A.D : ( Rires ) . Je ne suis pas mariée, je n’ai pas d’enfants. Si un homme veut que je vienne vivre avec lui au Burkina, je le ferai sans hésiter. Pourquoi pas ? Je ne vais pas prétendre que je fais du cinéma et refuser de vivre au Burkina.
Vous savez, le Burkina à travers le FESPACO, nous rend tous malade. Seulement, je n’aime pas me déplacer lorsque je ne suis pas officiellement invitée. Les gens me le reprochent souvent et ne comprennent pas pourquoi je suis souvent absente à certaines Editions du FESPACO. C’est vrai ! Comme je vous le disais tantôt, il y a d’abord le fait que je ne reçois pas d’invitation officielle. Ensuite, je ne vois pas non plus la nécessité de faire un déplacement si mon film n’a pas retenu l’attention du Jury.
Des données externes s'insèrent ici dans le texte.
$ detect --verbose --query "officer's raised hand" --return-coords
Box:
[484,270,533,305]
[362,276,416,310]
Dans la vie, il ne sert à rien de bouder ou de chercher des histoires là où il n’y en a pas !. Si tu es un élève, il faut étudier pour obtenir tous tes diplômes ; si tu chantes et que ton premier morceau n’a pas eu du succès, recompose un autre ; si tu fais du cinéma et que ton film n’a pas eu du succès, réfléchis et trouves autre chose pour qu’on te recherche. Dans la vie , c’est le travail qui compte. Quand on est lancé sur un chantier, il faut se fixer des objectifs à atteindre. Comme disait DOUG SAAGA, il faut se battre pour atteindre le sommet de l’Himalaya. Dans notre cas de figure, c’est le prix de l’Etalon de Yennega qui est le sommet de notre Himalaya et qu’il faut atteindre à tout prix. Il faut donc travailler dur pour y arriver ; car le FESPACO, c’est notre affaire. Et moi, je me battrai pour faire un autre film qui fera un « BOOM ».
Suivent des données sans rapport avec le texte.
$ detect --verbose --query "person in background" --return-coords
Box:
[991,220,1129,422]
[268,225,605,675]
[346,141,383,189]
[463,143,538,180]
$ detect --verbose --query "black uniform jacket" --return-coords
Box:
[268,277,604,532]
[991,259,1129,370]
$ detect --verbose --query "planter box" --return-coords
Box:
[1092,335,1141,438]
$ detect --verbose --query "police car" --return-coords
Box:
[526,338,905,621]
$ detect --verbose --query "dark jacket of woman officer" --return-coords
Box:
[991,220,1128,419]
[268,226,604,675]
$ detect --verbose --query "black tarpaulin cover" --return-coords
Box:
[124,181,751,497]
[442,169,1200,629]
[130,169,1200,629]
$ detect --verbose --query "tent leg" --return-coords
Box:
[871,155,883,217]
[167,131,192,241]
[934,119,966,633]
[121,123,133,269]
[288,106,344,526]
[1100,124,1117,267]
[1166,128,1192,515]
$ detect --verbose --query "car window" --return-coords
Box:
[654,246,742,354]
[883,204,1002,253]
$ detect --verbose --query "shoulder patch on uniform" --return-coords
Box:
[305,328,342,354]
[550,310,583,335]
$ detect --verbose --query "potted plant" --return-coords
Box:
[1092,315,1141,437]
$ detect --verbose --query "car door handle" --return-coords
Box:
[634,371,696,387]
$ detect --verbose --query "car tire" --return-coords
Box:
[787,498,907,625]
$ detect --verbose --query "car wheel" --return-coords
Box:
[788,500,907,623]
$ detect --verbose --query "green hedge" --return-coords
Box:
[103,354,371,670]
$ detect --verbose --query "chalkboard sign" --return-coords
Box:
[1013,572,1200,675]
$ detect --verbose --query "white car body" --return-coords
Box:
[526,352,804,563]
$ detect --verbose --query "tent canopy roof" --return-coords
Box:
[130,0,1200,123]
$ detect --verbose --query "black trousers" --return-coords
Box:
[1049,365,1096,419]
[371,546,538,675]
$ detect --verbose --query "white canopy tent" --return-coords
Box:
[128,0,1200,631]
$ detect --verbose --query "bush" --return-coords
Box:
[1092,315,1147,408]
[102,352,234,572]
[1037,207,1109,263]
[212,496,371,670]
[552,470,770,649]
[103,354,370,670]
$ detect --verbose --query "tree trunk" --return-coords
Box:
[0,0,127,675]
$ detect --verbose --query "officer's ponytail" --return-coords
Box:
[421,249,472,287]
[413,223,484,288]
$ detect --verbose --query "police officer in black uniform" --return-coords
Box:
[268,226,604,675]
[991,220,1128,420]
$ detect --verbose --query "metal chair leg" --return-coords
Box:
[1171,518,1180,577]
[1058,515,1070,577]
Aujourd’hui, grâce à « ma famille », je suis connue un peu partout en Afrique de l’ouest comme en Afrique centrale. Quand j’arrive par exemple au Gabon ou au Congo, je suis accueillie en grande pompe, escorte comprise. La brigade anti-émeute et de nombreux journalistes sont mobilisés à l’aéroport pour m’accueillir..
Art : Vous êtes à Ouagadougou dans le cadre des Journées cinématographiques de la femme africaine, quel sens donnez-vous à cette journée ?
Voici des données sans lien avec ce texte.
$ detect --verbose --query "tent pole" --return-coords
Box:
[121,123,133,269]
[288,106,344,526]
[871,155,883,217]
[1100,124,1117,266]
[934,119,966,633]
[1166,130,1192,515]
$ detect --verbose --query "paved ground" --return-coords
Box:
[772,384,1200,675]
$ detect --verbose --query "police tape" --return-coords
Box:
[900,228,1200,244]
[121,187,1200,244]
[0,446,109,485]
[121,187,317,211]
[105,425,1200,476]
A.D : Je crois que cet espace tombe à point. Il faut d’abord que nous nous concertions entre femmes. Ensuite, nous pourrions décider de la stratégie à prendre afin que ces hommes nous prennent plus au sérieux. Ce matin je suis passée à la " Place des Cinéastes" et j’ai constaté qu’il n’y avait pas une seule colonne de l'Etalon d'or de Yennega réservée aux femmes. Vrai ou faux ? Est-ce que vous avez vu un monument de femme dedans ?. Par contre, j’ai pu voir la statue du papa et celle du fils : Sembène Ousmane et Idrissa OUEDRAOGO. (rires ) : Quand j’ai vu cela, je n’ai pas été très étonnée parce que je sais que nous ne pesons toujours pas assez dans la balance des hommes. Il faut donc que nous nous battions pour que le futur monument (le troisième) soit celui d’une femme. C’est pourquoi, j’invite toutes les femmes à se mettre à tue-tête comme une équipe de Rugby , coudes serrés, têtes enfouies entres les épaules et prêtes à foncer et à percer le mur des hommes …( rires)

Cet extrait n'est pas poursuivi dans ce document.